Progress Vanguard worker tells different story

Lawrence is a long way from Wall Street, but don’t think local workers can’t fall victim to battles between two corporate titans. It is beginning to look like that is what happened to the 55 employees who lost their jobs when Lawrence’s Progress Vanguard plant closed down. “It was a corporate (expletive) match,” said Wilbur Garrison, a former employee at the plant. After the Journal-World reported Monday on the closing of the plant, Garrison called in to say that employees at the plant had a different view of why the plant shut its doors. He said it didn’t have anything to do with a supposed slowdown in rail traffic, which was one of the reasons given by Progress’ corporate headquarters. Instead, Garrison said workers believe it had everything to do with the company being bought out by the Caterpillar Corp. Here’s the deal as employees see it: The work that employees did was reconditioning a key part for locomotive engines. The locomotive engines were made by General Electric, and Progress Vanguard essentially did the equivalent of warranty work on the engines. That was a fine arrangement for a number of years, said Garrison.

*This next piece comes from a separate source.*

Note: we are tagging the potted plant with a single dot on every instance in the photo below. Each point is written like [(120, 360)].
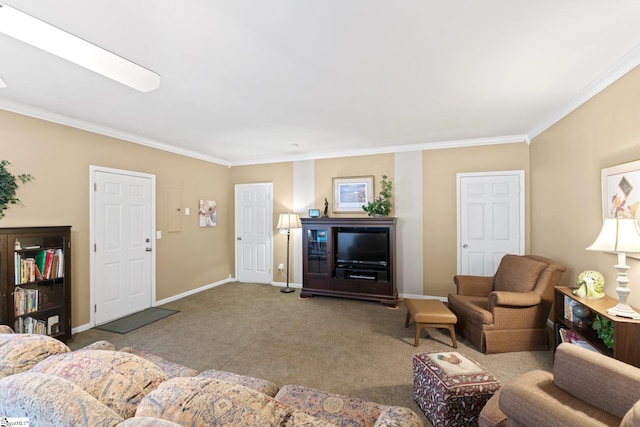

But when Caterpillar bought the company in 2006, the situation changed. That’s because Caterpillar and GE are battling to gain market share for the locomotive engine market, Garrison said. Garrison said workers believe GE didn’t like the idea of money going to its key competitor, so GE opened a similar maintenance facility near Kansas City International airport. That’s where the work Progress Vanguard once did is now being performed. And, of course, that is the way the business world works. But it still left Lawrence employees feeling like they got caught in the middle of something they had no control over. “It really caught us off guard,” Garrison said of the closing. “We thought with our location we were kind of a hub, and that this plant would never close.” Once it did, finding a new job at a similar salary has been difficult. Garrison said experienced technicians at the plant made about $40,000 per year. “It has been impossible,” Garrison said of finding a similar job in the Lawrence area.